ABSTRACT
This chapter describes the new monopsony and its implications for employment law. A monopsonistic labour market inefficiently employs too few workers and pays them below their marginal product. Traditionally, monopsony is a single isolated employer, but this does not describe modern, urban labour markets. Labour economists have recently shown that many employers face upward-sloping supply curves even when surrounded by competing employers because job search and mobility is costly. An upward-sloping supply curve, rather than single employer, is monopsony’s essence. ‘Sticky workers’ is a better moniker than ‘monopsony’ of this common problem. Some policies (eg licensing requirements, noncompete agreements, and training-repayment agreements) exacerbate the sticky-worker problem. Other policies (eg minimum wage laws, antitrust law, and government job centres) combat worker stickiness.

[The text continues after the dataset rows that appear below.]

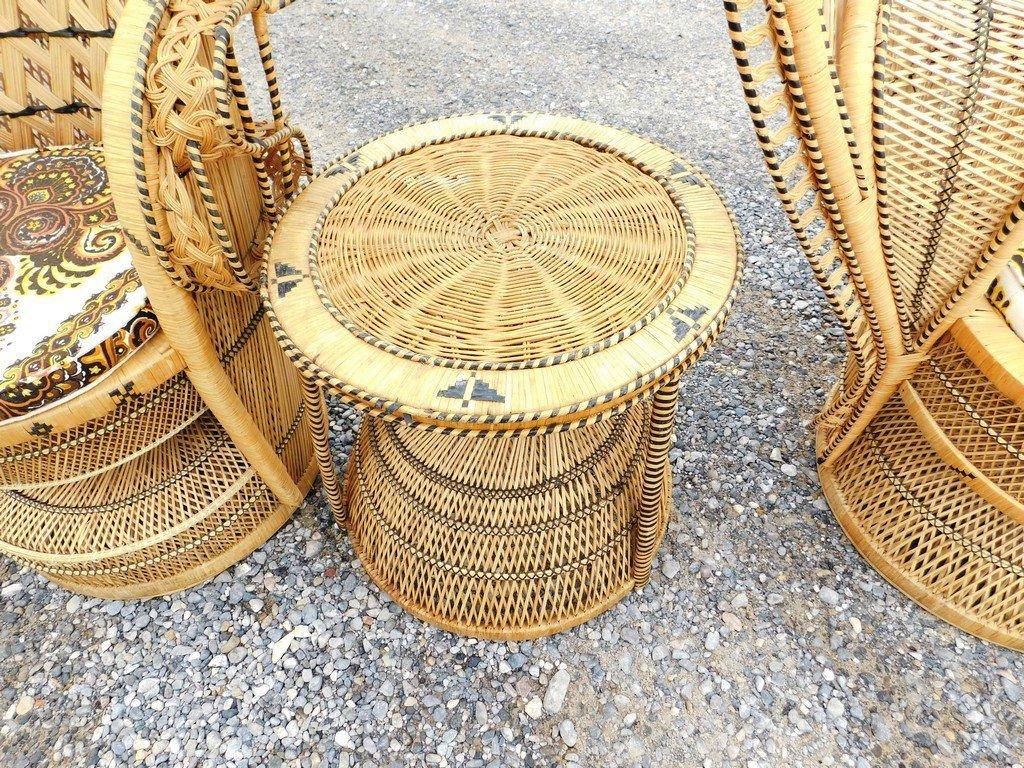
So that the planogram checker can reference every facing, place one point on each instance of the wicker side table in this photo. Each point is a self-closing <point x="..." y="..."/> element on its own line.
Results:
<point x="511" y="300"/>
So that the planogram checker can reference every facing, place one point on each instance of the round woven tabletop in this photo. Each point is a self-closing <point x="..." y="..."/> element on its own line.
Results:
<point x="501" y="270"/>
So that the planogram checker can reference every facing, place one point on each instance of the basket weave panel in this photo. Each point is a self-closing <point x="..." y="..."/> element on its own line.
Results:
<point x="983" y="424"/>
<point x="139" y="423"/>
<point x="502" y="249"/>
<point x="193" y="549"/>
<point x="536" y="546"/>
<point x="916" y="518"/>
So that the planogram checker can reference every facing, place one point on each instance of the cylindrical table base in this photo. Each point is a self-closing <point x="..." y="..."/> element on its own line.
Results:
<point x="504" y="537"/>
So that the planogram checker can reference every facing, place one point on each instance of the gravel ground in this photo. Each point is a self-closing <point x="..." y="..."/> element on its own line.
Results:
<point x="763" y="640"/>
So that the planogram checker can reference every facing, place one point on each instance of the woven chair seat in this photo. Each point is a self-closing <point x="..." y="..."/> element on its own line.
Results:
<point x="72" y="306"/>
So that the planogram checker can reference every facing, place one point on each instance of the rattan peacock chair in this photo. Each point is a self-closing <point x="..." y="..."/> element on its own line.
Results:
<point x="898" y="156"/>
<point x="153" y="431"/>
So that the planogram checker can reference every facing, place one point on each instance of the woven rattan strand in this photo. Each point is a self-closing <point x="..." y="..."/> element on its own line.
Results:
<point x="568" y="272"/>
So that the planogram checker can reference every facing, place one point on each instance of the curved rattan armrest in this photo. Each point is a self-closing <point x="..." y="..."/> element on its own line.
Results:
<point x="221" y="173"/>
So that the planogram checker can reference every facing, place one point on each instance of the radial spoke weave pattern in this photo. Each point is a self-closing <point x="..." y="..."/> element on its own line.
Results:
<point x="542" y="544"/>
<point x="502" y="249"/>
<point x="932" y="496"/>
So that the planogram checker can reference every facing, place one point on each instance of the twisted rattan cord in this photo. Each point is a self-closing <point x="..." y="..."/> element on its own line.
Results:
<point x="201" y="119"/>
<point x="652" y="514"/>
<point x="592" y="251"/>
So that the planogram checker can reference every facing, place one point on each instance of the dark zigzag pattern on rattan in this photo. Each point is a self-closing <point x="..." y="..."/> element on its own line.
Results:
<point x="804" y="130"/>
<point x="965" y="403"/>
<point x="650" y="518"/>
<point x="983" y="17"/>
<point x="367" y="499"/>
<point x="320" y="428"/>
<point x="882" y="171"/>
<point x="212" y="448"/>
<point x="392" y="411"/>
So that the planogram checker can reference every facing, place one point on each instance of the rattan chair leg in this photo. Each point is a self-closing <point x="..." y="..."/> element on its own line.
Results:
<point x="651" y="516"/>
<point x="320" y="429"/>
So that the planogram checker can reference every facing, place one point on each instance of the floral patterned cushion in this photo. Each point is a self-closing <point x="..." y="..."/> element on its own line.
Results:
<point x="71" y="303"/>
<point x="1007" y="294"/>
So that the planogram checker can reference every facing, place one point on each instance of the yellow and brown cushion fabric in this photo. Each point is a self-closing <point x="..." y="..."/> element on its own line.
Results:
<point x="1007" y="294"/>
<point x="71" y="303"/>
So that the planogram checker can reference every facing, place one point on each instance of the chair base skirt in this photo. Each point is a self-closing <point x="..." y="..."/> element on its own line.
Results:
<point x="928" y="494"/>
<point x="502" y="538"/>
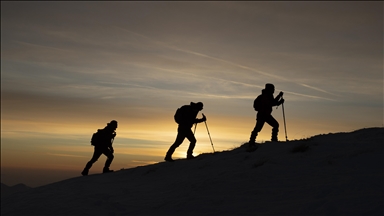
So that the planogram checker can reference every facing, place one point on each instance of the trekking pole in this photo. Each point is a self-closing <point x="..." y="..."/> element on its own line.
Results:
<point x="209" y="134"/>
<point x="285" y="127"/>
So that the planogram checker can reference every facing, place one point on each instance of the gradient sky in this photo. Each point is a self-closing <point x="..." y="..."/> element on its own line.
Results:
<point x="68" y="68"/>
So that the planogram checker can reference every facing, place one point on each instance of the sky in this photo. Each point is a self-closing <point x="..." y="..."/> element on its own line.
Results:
<point x="331" y="174"/>
<point x="69" y="68"/>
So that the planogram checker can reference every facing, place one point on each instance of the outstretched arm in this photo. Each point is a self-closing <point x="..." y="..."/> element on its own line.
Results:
<point x="201" y="120"/>
<point x="278" y="100"/>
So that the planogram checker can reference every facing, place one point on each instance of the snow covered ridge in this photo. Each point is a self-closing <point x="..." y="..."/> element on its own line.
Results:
<point x="331" y="174"/>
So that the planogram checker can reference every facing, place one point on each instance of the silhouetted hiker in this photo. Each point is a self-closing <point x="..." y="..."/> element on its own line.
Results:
<point x="186" y="116"/>
<point x="263" y="105"/>
<point x="102" y="140"/>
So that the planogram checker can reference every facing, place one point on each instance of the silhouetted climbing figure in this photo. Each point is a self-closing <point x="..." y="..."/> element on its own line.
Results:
<point x="263" y="105"/>
<point x="185" y="116"/>
<point x="102" y="140"/>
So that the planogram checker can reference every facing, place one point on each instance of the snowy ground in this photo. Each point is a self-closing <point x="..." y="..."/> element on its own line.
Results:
<point x="332" y="174"/>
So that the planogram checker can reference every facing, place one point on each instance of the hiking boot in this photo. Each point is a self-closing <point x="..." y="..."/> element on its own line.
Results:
<point x="169" y="159"/>
<point x="252" y="146"/>
<point x="107" y="170"/>
<point x="85" y="172"/>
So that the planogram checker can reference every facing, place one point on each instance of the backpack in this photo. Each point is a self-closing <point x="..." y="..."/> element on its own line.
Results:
<point x="257" y="103"/>
<point x="97" y="138"/>
<point x="179" y="115"/>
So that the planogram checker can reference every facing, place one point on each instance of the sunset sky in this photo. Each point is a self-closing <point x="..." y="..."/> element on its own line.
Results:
<point x="68" y="68"/>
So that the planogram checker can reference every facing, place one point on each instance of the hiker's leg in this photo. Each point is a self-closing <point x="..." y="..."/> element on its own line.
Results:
<point x="259" y="125"/>
<point x="96" y="154"/>
<point x="110" y="157"/>
<point x="191" y="137"/>
<point x="275" y="127"/>
<point x="179" y="139"/>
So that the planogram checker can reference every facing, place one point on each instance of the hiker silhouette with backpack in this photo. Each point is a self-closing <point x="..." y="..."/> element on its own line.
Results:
<point x="263" y="105"/>
<point x="185" y="116"/>
<point x="102" y="140"/>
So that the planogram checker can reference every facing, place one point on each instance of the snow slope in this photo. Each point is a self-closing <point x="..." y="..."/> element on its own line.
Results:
<point x="332" y="174"/>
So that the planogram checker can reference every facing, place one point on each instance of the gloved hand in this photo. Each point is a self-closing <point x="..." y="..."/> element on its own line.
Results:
<point x="204" y="118"/>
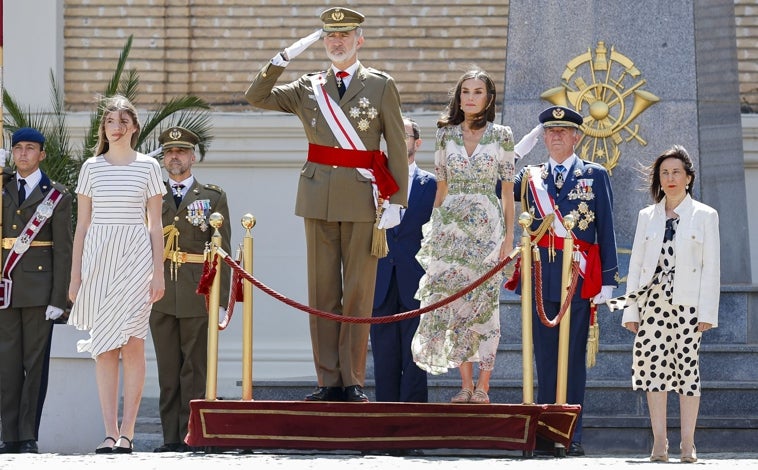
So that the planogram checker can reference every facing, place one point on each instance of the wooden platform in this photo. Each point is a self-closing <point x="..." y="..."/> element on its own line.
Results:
<point x="376" y="426"/>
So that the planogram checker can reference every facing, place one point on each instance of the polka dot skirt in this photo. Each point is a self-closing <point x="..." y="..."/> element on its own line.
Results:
<point x="667" y="345"/>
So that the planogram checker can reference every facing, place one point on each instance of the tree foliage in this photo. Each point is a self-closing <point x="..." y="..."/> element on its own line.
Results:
<point x="64" y="160"/>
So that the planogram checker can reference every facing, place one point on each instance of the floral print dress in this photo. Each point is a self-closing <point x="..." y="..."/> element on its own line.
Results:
<point x="461" y="243"/>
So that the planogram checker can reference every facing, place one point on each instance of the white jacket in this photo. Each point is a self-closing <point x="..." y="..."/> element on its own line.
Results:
<point x="697" y="279"/>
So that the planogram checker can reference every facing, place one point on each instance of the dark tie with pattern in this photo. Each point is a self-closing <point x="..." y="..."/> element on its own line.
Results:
<point x="21" y="191"/>
<point x="340" y="82"/>
<point x="559" y="169"/>
<point x="178" y="193"/>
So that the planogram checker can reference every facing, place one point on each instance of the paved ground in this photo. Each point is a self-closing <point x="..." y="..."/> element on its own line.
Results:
<point x="346" y="461"/>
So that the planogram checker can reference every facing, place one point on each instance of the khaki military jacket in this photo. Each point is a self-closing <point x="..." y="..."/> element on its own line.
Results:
<point x="180" y="298"/>
<point x="340" y="193"/>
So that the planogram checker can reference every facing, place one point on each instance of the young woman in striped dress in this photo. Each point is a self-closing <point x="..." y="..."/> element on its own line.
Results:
<point x="117" y="268"/>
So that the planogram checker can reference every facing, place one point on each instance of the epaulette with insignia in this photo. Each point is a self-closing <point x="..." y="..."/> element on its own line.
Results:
<point x="213" y="187"/>
<point x="378" y="72"/>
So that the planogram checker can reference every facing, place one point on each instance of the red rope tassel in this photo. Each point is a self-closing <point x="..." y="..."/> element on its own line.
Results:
<point x="512" y="283"/>
<point x="204" y="286"/>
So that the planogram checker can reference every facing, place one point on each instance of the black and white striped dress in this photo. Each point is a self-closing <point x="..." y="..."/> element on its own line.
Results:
<point x="113" y="302"/>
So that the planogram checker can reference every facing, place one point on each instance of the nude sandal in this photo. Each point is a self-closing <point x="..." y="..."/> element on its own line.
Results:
<point x="480" y="396"/>
<point x="464" y="396"/>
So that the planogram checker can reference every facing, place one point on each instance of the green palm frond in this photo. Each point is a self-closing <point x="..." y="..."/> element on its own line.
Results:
<point x="64" y="162"/>
<point x="189" y="112"/>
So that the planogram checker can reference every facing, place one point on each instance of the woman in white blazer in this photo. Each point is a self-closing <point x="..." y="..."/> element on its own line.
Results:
<point x="672" y="296"/>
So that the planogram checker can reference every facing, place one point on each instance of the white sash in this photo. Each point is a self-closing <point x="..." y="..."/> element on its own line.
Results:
<point x="546" y="206"/>
<point x="338" y="122"/>
<point x="42" y="214"/>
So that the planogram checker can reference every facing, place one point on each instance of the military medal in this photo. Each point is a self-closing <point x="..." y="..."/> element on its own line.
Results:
<point x="365" y="112"/>
<point x="198" y="212"/>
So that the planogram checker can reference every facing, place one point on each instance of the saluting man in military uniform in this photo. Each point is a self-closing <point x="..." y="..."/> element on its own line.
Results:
<point x="565" y="185"/>
<point x="179" y="321"/>
<point x="37" y="243"/>
<point x="345" y="111"/>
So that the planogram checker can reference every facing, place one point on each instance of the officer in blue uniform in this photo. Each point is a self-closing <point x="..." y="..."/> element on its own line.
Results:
<point x="397" y="378"/>
<point x="565" y="184"/>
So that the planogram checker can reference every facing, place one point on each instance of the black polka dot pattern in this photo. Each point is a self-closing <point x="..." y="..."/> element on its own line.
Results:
<point x="667" y="346"/>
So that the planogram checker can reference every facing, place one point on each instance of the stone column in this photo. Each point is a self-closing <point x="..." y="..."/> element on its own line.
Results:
<point x="685" y="53"/>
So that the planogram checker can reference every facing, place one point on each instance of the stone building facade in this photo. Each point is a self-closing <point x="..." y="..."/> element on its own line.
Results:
<point x="210" y="48"/>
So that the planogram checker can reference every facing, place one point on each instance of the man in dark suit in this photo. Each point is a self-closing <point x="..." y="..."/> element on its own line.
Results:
<point x="179" y="321"/>
<point x="568" y="185"/>
<point x="397" y="377"/>
<point x="37" y="244"/>
<point x="345" y="111"/>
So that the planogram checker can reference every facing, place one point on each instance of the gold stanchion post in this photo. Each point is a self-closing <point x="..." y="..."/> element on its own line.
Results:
<point x="248" y="221"/>
<point x="211" y="381"/>
<point x="527" y="345"/>
<point x="563" y="333"/>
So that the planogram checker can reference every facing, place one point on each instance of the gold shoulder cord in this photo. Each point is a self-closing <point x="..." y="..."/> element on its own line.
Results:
<point x="547" y="222"/>
<point x="171" y="247"/>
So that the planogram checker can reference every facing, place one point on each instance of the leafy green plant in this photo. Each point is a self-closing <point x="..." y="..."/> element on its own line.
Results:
<point x="64" y="160"/>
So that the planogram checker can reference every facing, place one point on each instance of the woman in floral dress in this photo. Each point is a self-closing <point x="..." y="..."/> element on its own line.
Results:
<point x="470" y="231"/>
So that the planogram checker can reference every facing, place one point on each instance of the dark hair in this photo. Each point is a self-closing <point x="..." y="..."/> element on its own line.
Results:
<point x="454" y="114"/>
<point x="120" y="104"/>
<point x="415" y="126"/>
<point x="678" y="152"/>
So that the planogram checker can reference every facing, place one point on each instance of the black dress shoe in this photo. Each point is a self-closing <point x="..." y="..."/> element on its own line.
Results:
<point x="9" y="447"/>
<point x="28" y="447"/>
<point x="325" y="394"/>
<point x="575" y="450"/>
<point x="355" y="393"/>
<point x="407" y="453"/>
<point x="173" y="447"/>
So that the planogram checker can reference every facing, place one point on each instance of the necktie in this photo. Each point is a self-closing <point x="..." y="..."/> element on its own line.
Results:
<point x="559" y="169"/>
<point x="178" y="193"/>
<point x="21" y="191"/>
<point x="340" y="82"/>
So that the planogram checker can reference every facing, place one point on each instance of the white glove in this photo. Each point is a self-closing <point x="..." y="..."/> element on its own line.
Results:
<point x="300" y="45"/>
<point x="390" y="216"/>
<point x="606" y="294"/>
<point x="527" y="143"/>
<point x="53" y="313"/>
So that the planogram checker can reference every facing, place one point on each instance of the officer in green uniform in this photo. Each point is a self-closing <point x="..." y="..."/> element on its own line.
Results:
<point x="346" y="110"/>
<point x="36" y="262"/>
<point x="179" y="321"/>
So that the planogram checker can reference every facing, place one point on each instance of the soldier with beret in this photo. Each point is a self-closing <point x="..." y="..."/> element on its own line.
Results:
<point x="563" y="185"/>
<point x="346" y="110"/>
<point x="179" y="321"/>
<point x="36" y="263"/>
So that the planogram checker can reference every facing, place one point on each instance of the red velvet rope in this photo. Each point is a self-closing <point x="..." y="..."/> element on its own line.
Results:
<point x="538" y="294"/>
<point x="236" y="268"/>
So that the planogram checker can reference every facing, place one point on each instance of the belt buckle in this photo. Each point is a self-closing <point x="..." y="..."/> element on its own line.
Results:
<point x="22" y="244"/>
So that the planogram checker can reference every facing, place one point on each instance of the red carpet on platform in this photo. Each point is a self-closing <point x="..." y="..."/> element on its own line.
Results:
<point x="376" y="426"/>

But just as unequal bargaining power can be overused, monopsony power (even in its modern form of upward-sloping supply curves and sticky workers) does not justify all employment regulation.
Schwab, Stewart Jon, Monopsony, Sticky Workers, and Bargaining Power (August 21, 2024), Cornell Legal Studies Research Paper; Oxford Handbook of the Law of Work (Guy Davidov, Brian Langille and Gillian LL Lester eds), 2024, 143-156.